他带回了一个消息:那个黑袍人,确实和上古封印有关。而且,不止一个黑袍人,有一个神秘组织,一直在寻找封印的传承者。
“他们的目的不明,但手段狠辣。”白愉严肃道,“岑禾,你现在的处境很危险。”
“那怎么办?”岑禾问。
“两个选择。”白愉看着他,“第一,我送你去一个安全的地方隐居,直到你足够强大。”
“第二呢?”
“第二,你留在宗门,但必须接受我的保护。”白愉顿了顿,“而且,你要尽快变强。”
岑禾几乎没有犹豫:“我选第二。”
白愉挑眉:“为什么?”
“因为我不想躲。”岑禾认真道,“既然麻烦找上门,那我就面对它。而且……”
他笑了笑:“我相信仙尊会保护我的。”
白愉看着他,许久,才移开视线。
“随你。”
从那天起,岑禾的修炼计划被彻底改变。
白愉不再让他“静养”,而是开始高强度训练。每天除了基础的剑法和法术,还要学习阵法、符箓、甚至炼丹。

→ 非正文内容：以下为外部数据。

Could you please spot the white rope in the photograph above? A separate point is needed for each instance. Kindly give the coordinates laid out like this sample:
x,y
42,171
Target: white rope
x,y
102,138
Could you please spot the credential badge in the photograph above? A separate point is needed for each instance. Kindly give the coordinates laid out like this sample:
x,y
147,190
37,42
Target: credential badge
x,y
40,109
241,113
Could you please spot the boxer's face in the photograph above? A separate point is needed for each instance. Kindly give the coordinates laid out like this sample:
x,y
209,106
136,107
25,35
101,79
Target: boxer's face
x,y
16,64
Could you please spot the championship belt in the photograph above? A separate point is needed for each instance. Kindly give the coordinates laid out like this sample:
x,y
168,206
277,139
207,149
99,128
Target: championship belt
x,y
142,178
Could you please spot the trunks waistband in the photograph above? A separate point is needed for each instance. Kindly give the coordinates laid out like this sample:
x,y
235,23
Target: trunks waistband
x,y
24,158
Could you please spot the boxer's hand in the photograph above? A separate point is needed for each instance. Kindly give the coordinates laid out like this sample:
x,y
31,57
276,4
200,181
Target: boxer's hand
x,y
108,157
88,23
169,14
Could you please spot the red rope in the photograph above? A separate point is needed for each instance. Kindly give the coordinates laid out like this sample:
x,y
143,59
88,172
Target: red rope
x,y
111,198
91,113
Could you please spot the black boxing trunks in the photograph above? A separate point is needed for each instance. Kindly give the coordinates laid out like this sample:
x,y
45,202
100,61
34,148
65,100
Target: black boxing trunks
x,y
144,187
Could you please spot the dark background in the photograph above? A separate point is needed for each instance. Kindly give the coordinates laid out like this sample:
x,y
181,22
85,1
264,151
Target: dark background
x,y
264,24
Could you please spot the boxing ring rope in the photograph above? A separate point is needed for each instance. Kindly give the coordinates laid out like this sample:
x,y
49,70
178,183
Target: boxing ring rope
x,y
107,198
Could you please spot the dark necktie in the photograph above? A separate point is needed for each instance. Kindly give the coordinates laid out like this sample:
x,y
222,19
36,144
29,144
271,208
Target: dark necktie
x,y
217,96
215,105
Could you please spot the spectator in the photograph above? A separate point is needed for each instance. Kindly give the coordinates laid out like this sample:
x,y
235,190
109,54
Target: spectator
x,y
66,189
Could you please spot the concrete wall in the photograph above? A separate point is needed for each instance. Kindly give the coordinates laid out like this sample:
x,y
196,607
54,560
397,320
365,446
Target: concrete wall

岑禾累得半死,但进步神速。在封印的辅助下,他的修为突飞猛进,短短一个月,就从炼气四层突破到了炼气六层。
这速度,震惊了整个宗门。
“听说那个岑禾,一个月连破两层?”
“真的假的?他不是灵根残缺吗?”
“肯定是剑尊给他开了小灶!”
“何止小灶,简直就是量身定制啊!”
议论纷纷,但岑禾没空理会。他每天除了修炼,就是和白愉对练。
对练很惨烈。白愉从不放水,每次都能把他打得鼻青脸肿。但岑禾从不喊疼,爬起来继续打。
这天晚上,对练结束后,岑禾瘫在地上,动都不想动。
白愉走过来,丢给他一瓶药膏:“擦擦。”
岑禾接过,龇牙咧嘴地给自己上药。
“仙尊,”他忽然问,“您当年也是这么修炼的吗?”
“嗯。”
“累吗?”
“累。”
“那您……后悔过吗?”
白愉沉默。
就在岑禾以为他不会回答时,他开口了:“后悔过。但后来发现,后悔没用。既然选了这条路,就只能走下去。”
岑禾看着星空,轻声道:“我也是。”
“什么?”
“我说,”岑禾转头看向白愉,“我也不后悔。虽然很累,虽然很危险,但至少我不是一个人。”
白愉的心,像是被什么轻轻撞了一下。
他看着岑禾,少年的眼睛在月光下亮晶晶的,干净,真诚。
“嗯。”他低声道,“你不是一个人。”
两人并排坐着,谁也没有再说话。
夜风吹过,带来远处竹林的沙沙声。
很安静。
但岑禾知道,这安静之下,暗流汹涌。
黑袍人,神秘组织,上古封印……
这一切,才刚刚开始。
而他,必须变强。
为了活下去。
也为了……不辜负那些保护他的人。